Via the Doc Searls weblog, a pointer to an “animation made by digital media artist Aaron Koblin, airplane traffic looks much like fireworks in the night sky. Using air-traffic data from the Federal Aviation Administration, categorized using criteria such as ‘types of aircraft,’ ‘location,’ and ‘altitude,’ Koblin shows the changing dynamics of air traffic over the United States and Canada over a 24-hour period.” (From Science & Engineering Visualization Challenge) Watch the video by clicking here. Great soundtrack, by the way.

Finally, via links via facebook via groups thereon, a link via Upgrade! Vancouver (found via facebook groups — cause Roland Tanglao joined, I think, and this showed up in my “feed”…), a link to a 2007 movie by Peter Horvath, Boulevard. Description: “In Boulevard we follow a striking woman, the passenger of a convertible car, driven by an unidentified driver through the city, passing its generic streets, billboards and motels, with an unknown destination.” It’s a bit slow getting started, and it remains “slow,” but there’s something about it that makes you want to keep watching. Just in case. Spoiler: nothing happens. But it’s interesting, all the same. 😉

(n.b.: for some reason, the Upgrade!Vancouver link won’t work, so here’s one for Upgrade!Berlin. Just use it as a jumping-off point: if you scroll down, you’ll see the links to all the other global Upgrade! locations. I hope. Those internets. Sometimes they can be persnicketty…)

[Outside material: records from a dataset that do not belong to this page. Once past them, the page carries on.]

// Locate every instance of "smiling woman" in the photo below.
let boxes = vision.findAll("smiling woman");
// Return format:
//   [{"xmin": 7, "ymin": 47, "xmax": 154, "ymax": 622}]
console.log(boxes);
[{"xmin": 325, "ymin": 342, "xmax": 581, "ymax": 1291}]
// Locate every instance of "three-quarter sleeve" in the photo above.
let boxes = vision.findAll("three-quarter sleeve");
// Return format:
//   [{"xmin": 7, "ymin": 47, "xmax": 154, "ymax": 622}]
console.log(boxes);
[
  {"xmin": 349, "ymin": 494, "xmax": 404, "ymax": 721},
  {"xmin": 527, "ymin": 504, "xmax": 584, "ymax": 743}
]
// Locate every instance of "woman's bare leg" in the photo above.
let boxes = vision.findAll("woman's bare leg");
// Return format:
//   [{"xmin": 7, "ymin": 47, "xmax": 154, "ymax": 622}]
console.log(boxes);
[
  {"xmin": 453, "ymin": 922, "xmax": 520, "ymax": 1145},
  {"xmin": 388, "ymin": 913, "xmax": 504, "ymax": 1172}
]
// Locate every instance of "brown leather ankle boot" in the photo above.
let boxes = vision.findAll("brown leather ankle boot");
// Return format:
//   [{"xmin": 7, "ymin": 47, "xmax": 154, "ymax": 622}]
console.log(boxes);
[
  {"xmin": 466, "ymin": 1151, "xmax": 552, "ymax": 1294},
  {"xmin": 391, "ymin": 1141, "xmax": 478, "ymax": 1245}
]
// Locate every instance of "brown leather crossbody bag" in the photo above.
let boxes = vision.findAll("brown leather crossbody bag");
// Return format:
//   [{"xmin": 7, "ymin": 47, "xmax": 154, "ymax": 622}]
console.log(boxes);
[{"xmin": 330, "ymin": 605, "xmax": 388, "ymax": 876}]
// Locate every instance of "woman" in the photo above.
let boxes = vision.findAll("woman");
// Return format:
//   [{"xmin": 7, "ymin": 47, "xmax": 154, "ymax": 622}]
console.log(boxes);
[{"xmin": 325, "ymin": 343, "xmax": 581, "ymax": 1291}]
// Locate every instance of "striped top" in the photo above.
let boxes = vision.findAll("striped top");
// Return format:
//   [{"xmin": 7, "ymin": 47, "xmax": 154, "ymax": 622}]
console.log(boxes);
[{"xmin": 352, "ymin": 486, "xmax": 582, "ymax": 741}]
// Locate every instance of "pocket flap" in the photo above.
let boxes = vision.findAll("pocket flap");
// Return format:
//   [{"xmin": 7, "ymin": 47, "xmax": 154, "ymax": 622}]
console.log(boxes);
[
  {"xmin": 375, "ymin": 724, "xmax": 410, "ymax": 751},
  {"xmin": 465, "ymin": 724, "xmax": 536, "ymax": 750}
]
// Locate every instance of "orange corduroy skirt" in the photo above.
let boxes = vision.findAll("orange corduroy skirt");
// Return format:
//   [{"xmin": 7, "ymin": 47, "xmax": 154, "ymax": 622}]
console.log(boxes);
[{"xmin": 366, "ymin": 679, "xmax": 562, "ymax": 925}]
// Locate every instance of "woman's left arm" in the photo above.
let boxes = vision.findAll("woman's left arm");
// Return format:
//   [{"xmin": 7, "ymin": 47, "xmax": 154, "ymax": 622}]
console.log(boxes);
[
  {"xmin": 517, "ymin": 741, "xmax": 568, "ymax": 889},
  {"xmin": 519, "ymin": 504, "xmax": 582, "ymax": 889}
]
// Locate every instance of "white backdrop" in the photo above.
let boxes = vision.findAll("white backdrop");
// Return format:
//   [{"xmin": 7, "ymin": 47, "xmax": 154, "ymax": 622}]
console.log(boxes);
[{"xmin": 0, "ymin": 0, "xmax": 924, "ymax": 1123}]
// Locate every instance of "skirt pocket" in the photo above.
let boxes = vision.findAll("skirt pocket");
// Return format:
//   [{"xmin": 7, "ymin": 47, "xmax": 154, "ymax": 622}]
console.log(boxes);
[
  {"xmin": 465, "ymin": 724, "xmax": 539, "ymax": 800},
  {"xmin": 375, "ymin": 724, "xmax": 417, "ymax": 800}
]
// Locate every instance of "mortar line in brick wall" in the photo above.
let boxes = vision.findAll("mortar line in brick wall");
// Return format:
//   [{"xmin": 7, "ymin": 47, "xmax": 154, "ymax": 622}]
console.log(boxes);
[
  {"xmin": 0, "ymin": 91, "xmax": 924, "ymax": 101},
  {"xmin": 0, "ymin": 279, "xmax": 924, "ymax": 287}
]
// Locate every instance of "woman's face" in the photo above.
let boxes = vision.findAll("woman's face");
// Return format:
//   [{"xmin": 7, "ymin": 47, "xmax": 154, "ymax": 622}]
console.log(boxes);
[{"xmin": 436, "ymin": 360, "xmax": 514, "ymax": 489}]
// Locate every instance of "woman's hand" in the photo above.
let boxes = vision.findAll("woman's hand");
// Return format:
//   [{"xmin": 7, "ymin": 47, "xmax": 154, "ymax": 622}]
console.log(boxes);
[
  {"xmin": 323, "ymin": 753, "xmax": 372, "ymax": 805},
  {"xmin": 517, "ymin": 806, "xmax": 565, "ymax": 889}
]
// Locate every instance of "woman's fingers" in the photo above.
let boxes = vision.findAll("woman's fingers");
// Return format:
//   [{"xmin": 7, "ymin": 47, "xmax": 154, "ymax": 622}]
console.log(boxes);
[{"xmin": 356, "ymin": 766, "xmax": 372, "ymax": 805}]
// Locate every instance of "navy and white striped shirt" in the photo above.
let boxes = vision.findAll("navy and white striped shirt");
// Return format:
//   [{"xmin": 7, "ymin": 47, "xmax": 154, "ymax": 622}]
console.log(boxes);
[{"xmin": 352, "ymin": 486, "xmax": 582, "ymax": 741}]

Soul-Crushing Stalinesque Architecture? Memory Trip, New Hip, & Heritage

June 29, 2007 at 11:24 pm | In architecture, authenticity, berlin, cities, heritage, Stalin_style, style | 6 Comments

For anyone who was certain that all those super-ugly”commie blocks,” built in East Berlin during the height of the German Democratic Republic’s most intense enthrallment to Stalin, would get the chop after the Wall came down, here’s an explanation for why they’re staying: Warum “die Kultbauten am Alexanderplatz” nicht abgerissen werden. It’s a short (under 2 1/2 minutes) video by Maxim Leo, editor at the Berliner Zeitung. He observes that his generation (aged around 30 to late 30s) isn’t eager to tear those buildings down because they are part of his generation’s personal history. As he tells it, those buildings were there before his generation was even born (so he and his cohort feel no personal responsibility for them). But the point is that his generation grew up with them: the buildings were there when his generation was cutting its teeth. Since this is also a demographic that’s obsessive about preserving its youth and youthfulness, it wants to preserve these buildings: they remind Leo and his friends of when they were young, expansive, in control. They flock to the businesses — cafes, restaurants, nightclubs, hotels — in these buildings; they are their patrons.

In German; via

This reminds me of a recent symposium I attended here in Victoria. The topic was “Heritage and Tourism: Compatibility or Conflict?” During one Q&A session, the conversation veered dangerously toward validating only quite old buildings as heritage (here in Victoria — in North America, West of the East Coast — that typically means something from the mid- to late-19th century, maybe the early 20th century, too). But one younger woman spoke up to put forward the viewpoint of her husband, who had grown up in one of those oversized, soul-crushing “commie block” apartments. She pointed out that for him, those buildings represented his memories, his “heritage,” and that — therefore — it’s ridiculous to think of heritage as simply a museum piece, or a style that has been vetted & approved. It’s also be about lived-in things that are full of memories and experiences and stories.

Which is kind of what Maxim Leo is saying, I guess.